Same old story when Exnapster employees started companies, now its ex googlers turn, just waiting for ex facecrapers to start their own companies
vsworxx.wordpress.com
fber: are the FB and MySpace environments so separately functional that your means of interacting with people on those two sites is incompatible?
I was just going to say the same thing. It looks a lot like Plaxo Pulse.
Social networks are a fad!
We at MS will put a little work into it so as not to totally waste our money, but this is like bellbottoms, 8 tracks, nehrus, pet rocks, …. a fad!
just laughing these commonts:)
boring, but probably a good idea for people who use twitter-type stuff and/or whose whole world is online.
appreciate their idea.
http://vidsonly.blogspot.com
The oldest one of these is http://mugshot.org/ which predates the Facebook feed.
Tom, your skepticism is good, but in this case the Google connection is quite significant. Bret Taylor was the original product manager for Google Maps and wrote much of the revolutionary AJAX interface that redefined how online maps work. Similarly, Paul Bucheit was the original developer of GMail — it was his personal project, and from there it grew to what it is today.
So, everyone *should* be quite eager to see what these guys will come up next!
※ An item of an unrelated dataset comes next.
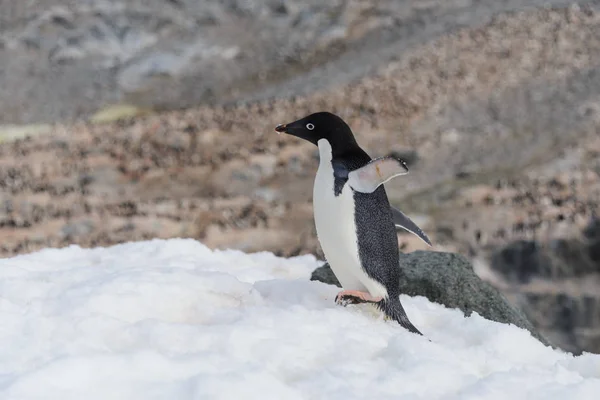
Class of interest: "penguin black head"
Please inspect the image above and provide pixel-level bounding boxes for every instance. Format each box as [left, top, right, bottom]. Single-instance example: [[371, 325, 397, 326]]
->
[[275, 112, 358, 154]]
Their track records are stellar.
Sounds nice, though it only notifies about public msgs whereas my 8hands provides notifications upon any event- public or private.
Sounds nice, though it only notifies about public msgs whereas my 8hands provides notifications upon any event- public or private.
A complete rip of Plaxo Pulse, but I suppose that proves that Plaxo are on to something…..
The last thing most people don’t want is to have people intrude on their personal life no matter how close of a friend you are. Although it is great technology, I think they can gear it towards something more useful. These guys are very talented.